Using GEPHI to Create a Network Graph from a Generations Matrix

Using GEPHI to Create a Network Graph from a Generations Matrix
Copyright © 2024 by Wesley Johnston - All rights reserved
Created 15 Feb 2024 - Last updated 16 Feb 2024

GEDmatch supports tag groups of multiple kits for analysis of a group of projects in an autosomal DNA project. The GEDmatch Generations Matrix tool can then be applied to that tag group. It generates an n by n matrix (where n is the number of kits) in which each cell contains the DNA-based estimated number of generations that the two people who intersect at that cell are from their MRCA (most recent common ancestor). The Generations Matrix is an extremely effective tool for quickly identifying which kits in an existing tag group match a newly identified kit.

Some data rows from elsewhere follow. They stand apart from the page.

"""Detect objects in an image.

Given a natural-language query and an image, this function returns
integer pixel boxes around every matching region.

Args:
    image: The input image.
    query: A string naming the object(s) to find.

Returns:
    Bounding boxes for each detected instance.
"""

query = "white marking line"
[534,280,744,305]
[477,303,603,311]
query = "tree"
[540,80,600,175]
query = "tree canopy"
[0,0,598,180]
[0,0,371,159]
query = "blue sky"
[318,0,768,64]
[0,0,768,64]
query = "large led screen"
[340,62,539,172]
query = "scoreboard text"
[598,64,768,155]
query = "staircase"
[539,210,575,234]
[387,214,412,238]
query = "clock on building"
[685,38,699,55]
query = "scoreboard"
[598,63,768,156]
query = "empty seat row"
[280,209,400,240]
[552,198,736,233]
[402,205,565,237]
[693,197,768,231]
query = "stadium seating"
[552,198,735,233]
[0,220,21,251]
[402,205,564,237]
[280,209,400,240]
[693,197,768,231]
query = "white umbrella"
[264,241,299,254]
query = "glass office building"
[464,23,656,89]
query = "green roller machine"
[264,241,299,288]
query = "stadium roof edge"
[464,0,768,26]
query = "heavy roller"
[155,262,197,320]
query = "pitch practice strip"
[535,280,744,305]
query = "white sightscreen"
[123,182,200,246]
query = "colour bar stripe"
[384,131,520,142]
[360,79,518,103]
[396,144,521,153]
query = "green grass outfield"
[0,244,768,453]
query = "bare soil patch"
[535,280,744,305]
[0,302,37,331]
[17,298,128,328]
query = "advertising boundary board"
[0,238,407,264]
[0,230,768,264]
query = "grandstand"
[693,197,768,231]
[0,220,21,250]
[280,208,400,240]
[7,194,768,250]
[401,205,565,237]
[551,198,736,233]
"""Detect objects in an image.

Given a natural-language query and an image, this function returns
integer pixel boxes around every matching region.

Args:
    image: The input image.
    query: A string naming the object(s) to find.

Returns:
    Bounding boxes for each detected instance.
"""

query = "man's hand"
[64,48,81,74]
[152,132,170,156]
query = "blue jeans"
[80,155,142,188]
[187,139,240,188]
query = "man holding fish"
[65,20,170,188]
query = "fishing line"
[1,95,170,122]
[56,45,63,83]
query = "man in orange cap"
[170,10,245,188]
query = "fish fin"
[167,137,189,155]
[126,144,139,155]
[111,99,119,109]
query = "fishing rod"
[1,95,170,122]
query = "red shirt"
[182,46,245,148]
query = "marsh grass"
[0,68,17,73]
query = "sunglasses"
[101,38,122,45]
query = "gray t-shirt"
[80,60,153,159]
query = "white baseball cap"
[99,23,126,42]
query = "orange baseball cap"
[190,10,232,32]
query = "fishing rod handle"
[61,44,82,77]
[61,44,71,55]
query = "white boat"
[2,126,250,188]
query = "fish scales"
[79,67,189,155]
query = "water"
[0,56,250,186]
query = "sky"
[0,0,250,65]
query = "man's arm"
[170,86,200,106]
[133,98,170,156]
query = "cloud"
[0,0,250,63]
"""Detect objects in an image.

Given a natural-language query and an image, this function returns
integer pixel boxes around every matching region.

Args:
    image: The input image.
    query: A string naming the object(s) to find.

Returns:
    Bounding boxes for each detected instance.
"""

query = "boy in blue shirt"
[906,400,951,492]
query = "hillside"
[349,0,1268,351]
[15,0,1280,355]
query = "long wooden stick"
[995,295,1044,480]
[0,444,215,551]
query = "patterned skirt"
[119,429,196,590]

In our Johnston Research Group, we now have more than 230 kits of descendants of Johns(t)on(e) ancestors. While the Generations Matrix presents a 2-dimensional grid view of all the connections, a February 2024 Legacy webinar by Diana Elder of Family Locket led to me to wonder if using GEPHI to create a network graph from the Generations Matrix might provide some insight that we could not easily see in the grid format. Her daughter Nicole Dyer had written several excellent web pages to help people generate network graphs from their DNA matches. These provided a jumping off point, but the input data is different with a Generations Matrix than it is from a match list. So, I had to navigate GEPHI parameters differently for the Generations Matrix. This web page explains what I figured out.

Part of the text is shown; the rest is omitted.